6 minutes to show time. It would go out there and host, smile, laugh and talk. It was controlled by buttons his shoes, but after a stroke took out his fine motor work on the left side of his body it was only controlled by his right foot and a glove on his right hand. His left clutched a walking stick. The robot could perform the creation of himself. The person he wanted in the lime light. This performer who was designed and fed up the attention. He wasn’t his creator and his creator wasn’t him.

Most people didn’t know the difference between him and the machine. Those he surrounded himself with knew how different they were. He wasn’t confident, it was. He wasn’t loud, it was. He wasn’t well loved, it was.

He ran a hand over his face as the time approached closer. He was old, he was tired, but he was still creating.

He’d created his work, he’d created a version of himself. He could keep it alive. It was now immortal. He wasn’t.

He was held under the hand of his god and time. It wasn’t. He envied it and pitied it. It got to live forever be loved and adored more than any real human, but it couldn’t feel love because it wasn’t real. It was an image, a symbol, a mask. It wasn’t real. It wasn’t human. That was it’s curse and blessing.

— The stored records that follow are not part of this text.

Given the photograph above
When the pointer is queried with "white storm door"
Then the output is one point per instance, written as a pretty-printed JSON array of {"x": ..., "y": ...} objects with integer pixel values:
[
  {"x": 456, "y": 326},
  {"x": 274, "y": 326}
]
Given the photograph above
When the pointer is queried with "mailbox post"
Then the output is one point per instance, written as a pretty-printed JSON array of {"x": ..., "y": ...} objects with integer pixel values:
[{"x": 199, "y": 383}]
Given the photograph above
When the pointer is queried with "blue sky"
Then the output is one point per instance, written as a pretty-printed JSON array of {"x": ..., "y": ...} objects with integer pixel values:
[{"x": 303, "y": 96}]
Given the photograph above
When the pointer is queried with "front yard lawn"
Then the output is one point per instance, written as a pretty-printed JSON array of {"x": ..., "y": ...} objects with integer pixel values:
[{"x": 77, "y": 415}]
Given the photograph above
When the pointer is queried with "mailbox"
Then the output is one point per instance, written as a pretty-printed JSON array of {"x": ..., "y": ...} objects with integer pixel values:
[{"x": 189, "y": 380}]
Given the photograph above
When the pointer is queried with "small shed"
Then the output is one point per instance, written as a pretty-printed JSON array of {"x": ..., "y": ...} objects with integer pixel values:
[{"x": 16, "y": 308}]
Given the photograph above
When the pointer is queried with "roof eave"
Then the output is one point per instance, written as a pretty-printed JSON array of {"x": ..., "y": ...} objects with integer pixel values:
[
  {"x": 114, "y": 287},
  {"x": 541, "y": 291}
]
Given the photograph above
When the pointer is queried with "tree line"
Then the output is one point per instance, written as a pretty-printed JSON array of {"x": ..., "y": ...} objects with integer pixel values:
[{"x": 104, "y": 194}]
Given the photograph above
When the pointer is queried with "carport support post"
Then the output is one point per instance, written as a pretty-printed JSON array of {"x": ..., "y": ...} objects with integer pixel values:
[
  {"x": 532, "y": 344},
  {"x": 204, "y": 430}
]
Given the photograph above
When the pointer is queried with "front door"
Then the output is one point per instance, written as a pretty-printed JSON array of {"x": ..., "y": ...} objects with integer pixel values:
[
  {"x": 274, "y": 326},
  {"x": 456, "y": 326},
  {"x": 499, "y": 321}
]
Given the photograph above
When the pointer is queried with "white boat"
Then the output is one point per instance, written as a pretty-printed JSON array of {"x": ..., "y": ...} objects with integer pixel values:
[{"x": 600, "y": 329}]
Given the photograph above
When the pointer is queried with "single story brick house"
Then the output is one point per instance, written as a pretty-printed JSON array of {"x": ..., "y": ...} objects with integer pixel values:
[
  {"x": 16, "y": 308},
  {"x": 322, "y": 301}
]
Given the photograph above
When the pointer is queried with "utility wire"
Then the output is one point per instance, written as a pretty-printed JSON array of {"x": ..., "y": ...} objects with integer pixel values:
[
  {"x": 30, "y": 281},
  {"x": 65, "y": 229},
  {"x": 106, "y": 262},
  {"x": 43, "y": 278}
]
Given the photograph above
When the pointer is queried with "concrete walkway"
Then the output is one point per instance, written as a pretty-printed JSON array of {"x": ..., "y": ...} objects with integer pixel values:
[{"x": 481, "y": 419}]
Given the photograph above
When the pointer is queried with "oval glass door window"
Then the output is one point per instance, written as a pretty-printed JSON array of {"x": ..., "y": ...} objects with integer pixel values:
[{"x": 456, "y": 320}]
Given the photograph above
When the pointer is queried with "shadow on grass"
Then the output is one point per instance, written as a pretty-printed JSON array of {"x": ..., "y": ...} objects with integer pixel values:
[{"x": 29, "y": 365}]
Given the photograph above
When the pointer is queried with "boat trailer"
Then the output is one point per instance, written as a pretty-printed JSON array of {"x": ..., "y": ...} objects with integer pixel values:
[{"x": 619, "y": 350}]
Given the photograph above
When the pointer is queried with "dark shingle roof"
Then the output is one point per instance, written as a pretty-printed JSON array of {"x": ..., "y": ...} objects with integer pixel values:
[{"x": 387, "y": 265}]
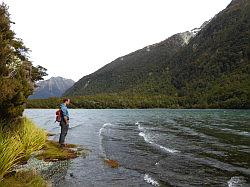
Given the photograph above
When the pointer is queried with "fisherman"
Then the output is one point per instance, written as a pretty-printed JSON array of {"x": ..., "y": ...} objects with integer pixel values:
[{"x": 64, "y": 123}]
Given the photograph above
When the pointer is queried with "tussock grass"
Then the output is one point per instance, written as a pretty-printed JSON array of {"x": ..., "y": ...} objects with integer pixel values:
[
  {"x": 23, "y": 179},
  {"x": 18, "y": 143}
]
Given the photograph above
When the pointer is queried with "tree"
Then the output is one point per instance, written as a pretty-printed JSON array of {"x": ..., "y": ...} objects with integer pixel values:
[{"x": 17, "y": 74}]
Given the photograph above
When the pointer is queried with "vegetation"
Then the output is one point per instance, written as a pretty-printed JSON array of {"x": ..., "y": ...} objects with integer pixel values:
[
  {"x": 17, "y": 144},
  {"x": 23, "y": 179},
  {"x": 17, "y": 74},
  {"x": 102, "y": 101},
  {"x": 211, "y": 71}
]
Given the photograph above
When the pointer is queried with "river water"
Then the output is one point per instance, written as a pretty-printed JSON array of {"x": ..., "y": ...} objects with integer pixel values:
[{"x": 155, "y": 147}]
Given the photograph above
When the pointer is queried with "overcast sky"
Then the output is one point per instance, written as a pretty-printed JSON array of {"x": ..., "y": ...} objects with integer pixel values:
[{"x": 75, "y": 38}]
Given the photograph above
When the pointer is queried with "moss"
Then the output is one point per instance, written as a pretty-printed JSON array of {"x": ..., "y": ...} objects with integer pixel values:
[
  {"x": 23, "y": 179},
  {"x": 53, "y": 152}
]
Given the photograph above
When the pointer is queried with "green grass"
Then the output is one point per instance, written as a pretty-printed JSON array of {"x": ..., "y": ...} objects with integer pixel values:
[
  {"x": 23, "y": 179},
  {"x": 17, "y": 144}
]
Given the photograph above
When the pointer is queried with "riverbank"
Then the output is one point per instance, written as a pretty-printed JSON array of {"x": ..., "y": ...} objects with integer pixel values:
[
  {"x": 26, "y": 155},
  {"x": 116, "y": 101}
]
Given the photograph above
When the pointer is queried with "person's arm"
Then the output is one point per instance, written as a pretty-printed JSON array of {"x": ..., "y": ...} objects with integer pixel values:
[
  {"x": 65, "y": 119},
  {"x": 64, "y": 113}
]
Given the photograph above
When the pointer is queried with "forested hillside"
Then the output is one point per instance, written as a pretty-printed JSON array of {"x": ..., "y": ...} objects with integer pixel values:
[{"x": 209, "y": 69}]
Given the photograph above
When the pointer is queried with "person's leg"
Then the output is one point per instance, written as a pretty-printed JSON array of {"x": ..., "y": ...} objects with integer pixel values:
[{"x": 64, "y": 130}]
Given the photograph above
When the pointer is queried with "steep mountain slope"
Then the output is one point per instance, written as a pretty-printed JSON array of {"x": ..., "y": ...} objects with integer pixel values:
[
  {"x": 209, "y": 68},
  {"x": 53, "y": 87},
  {"x": 127, "y": 72},
  {"x": 214, "y": 66}
]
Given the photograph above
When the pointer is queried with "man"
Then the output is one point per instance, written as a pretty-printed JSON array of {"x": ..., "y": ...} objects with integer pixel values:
[{"x": 64, "y": 123}]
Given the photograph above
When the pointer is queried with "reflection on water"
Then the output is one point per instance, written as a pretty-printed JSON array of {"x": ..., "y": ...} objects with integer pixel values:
[{"x": 156, "y": 147}]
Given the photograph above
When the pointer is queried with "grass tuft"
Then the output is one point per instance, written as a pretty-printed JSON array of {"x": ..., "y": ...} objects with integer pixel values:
[{"x": 17, "y": 144}]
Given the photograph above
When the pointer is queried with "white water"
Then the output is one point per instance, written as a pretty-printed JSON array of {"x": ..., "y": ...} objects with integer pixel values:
[{"x": 148, "y": 140}]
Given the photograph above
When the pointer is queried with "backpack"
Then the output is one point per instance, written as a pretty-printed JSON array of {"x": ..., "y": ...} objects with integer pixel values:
[{"x": 58, "y": 116}]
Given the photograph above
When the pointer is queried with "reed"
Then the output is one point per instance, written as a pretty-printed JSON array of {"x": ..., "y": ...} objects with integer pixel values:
[{"x": 18, "y": 144}]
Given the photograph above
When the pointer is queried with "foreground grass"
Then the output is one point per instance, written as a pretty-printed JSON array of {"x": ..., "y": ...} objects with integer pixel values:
[
  {"x": 23, "y": 179},
  {"x": 17, "y": 144}
]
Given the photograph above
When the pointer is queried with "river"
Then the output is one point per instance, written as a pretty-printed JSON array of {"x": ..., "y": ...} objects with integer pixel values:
[{"x": 155, "y": 147}]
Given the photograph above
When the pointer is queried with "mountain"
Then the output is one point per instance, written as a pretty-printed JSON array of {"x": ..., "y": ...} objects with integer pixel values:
[
  {"x": 208, "y": 66},
  {"x": 128, "y": 71},
  {"x": 53, "y": 87}
]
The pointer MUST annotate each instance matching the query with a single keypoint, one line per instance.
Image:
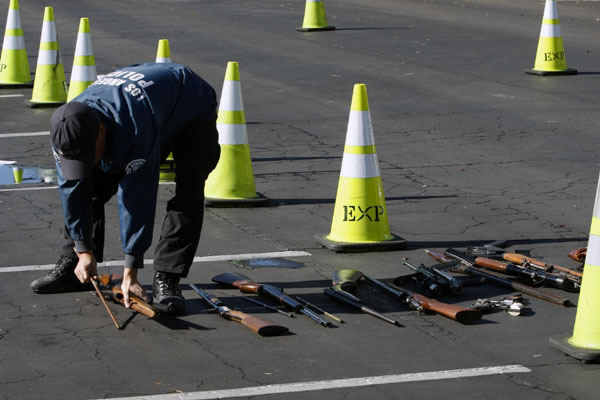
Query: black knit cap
(73, 133)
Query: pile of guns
(481, 265)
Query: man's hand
(131, 286)
(86, 266)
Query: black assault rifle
(247, 285)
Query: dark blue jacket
(142, 106)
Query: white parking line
(234, 257)
(335, 384)
(24, 134)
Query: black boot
(166, 292)
(61, 279)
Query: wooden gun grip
(260, 326)
(136, 303)
(461, 314)
(491, 264)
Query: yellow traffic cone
(314, 17)
(167, 170)
(14, 67)
(231, 183)
(163, 53)
(360, 220)
(585, 342)
(50, 85)
(550, 58)
(83, 73)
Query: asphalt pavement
(471, 150)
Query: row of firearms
(481, 265)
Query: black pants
(196, 153)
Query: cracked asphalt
(471, 150)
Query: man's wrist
(134, 261)
(82, 246)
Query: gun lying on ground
(260, 326)
(434, 280)
(419, 302)
(112, 282)
(247, 285)
(337, 293)
(537, 276)
(349, 279)
(551, 268)
(467, 266)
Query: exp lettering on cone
(14, 67)
(314, 17)
(50, 85)
(360, 219)
(83, 73)
(231, 183)
(585, 342)
(550, 57)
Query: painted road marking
(24, 134)
(56, 187)
(335, 384)
(234, 257)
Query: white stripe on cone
(232, 133)
(83, 73)
(13, 43)
(83, 47)
(360, 129)
(231, 96)
(49, 32)
(360, 166)
(13, 21)
(48, 57)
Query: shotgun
(536, 276)
(260, 326)
(528, 261)
(435, 280)
(247, 285)
(112, 282)
(419, 302)
(467, 267)
(347, 298)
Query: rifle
(337, 293)
(247, 285)
(419, 302)
(528, 261)
(435, 279)
(110, 314)
(468, 267)
(535, 275)
(111, 281)
(260, 326)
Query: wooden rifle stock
(135, 303)
(247, 285)
(457, 313)
(111, 281)
(521, 259)
(257, 325)
(467, 268)
(542, 277)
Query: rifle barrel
(338, 296)
(467, 267)
(306, 303)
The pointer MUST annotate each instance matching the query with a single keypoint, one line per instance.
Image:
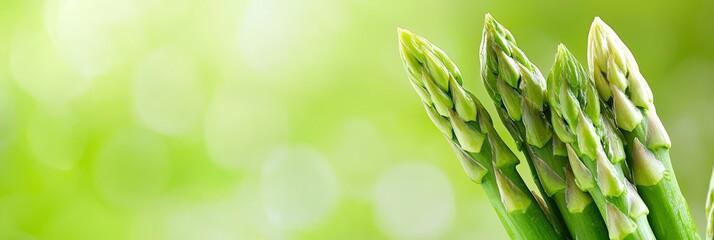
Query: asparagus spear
(621, 85)
(579, 122)
(468, 128)
(709, 209)
(518, 91)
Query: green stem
(467, 125)
(594, 148)
(669, 216)
(518, 90)
(623, 89)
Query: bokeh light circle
(414, 201)
(298, 188)
(132, 169)
(242, 126)
(56, 139)
(167, 95)
(93, 36)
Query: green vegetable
(623, 88)
(518, 90)
(573, 98)
(709, 209)
(469, 130)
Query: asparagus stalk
(518, 91)
(709, 209)
(579, 122)
(467, 126)
(622, 87)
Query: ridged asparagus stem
(468, 127)
(621, 85)
(580, 124)
(518, 91)
(709, 209)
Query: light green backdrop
(282, 119)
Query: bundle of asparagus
(598, 153)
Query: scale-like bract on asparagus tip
(450, 65)
(640, 91)
(603, 88)
(576, 200)
(607, 177)
(474, 170)
(560, 128)
(588, 139)
(464, 104)
(442, 101)
(615, 76)
(552, 182)
(569, 106)
(438, 71)
(647, 169)
(637, 207)
(533, 87)
(508, 69)
(617, 51)
(583, 176)
(469, 137)
(513, 198)
(538, 131)
(657, 136)
(559, 147)
(518, 54)
(423, 94)
(597, 45)
(619, 225)
(442, 123)
(626, 114)
(503, 156)
(511, 99)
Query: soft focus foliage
(280, 119)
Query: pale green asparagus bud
(518, 90)
(623, 89)
(465, 123)
(573, 99)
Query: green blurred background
(282, 119)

Standing up on creaking weak joints. Wiggling his toes and fingers it came to life. It turned and looked at him with a big smile. One that reached it’s inhuman eyes. It almost looked real, but it never did to him. It was always designed to be more than a simple human.

He began to shuffle slowly leaving it behind. It followed him taking confident steps. It over took him and taking strides ahead. It was always going to. It could exist longer than him and would.

As the show began, he sat in the audience. Controlling it as it brought smiles to the audience’s lips and milked them for laughs. They only saw it. No body saw him. That’s how it like it. They always see the image of the performer never the real thing.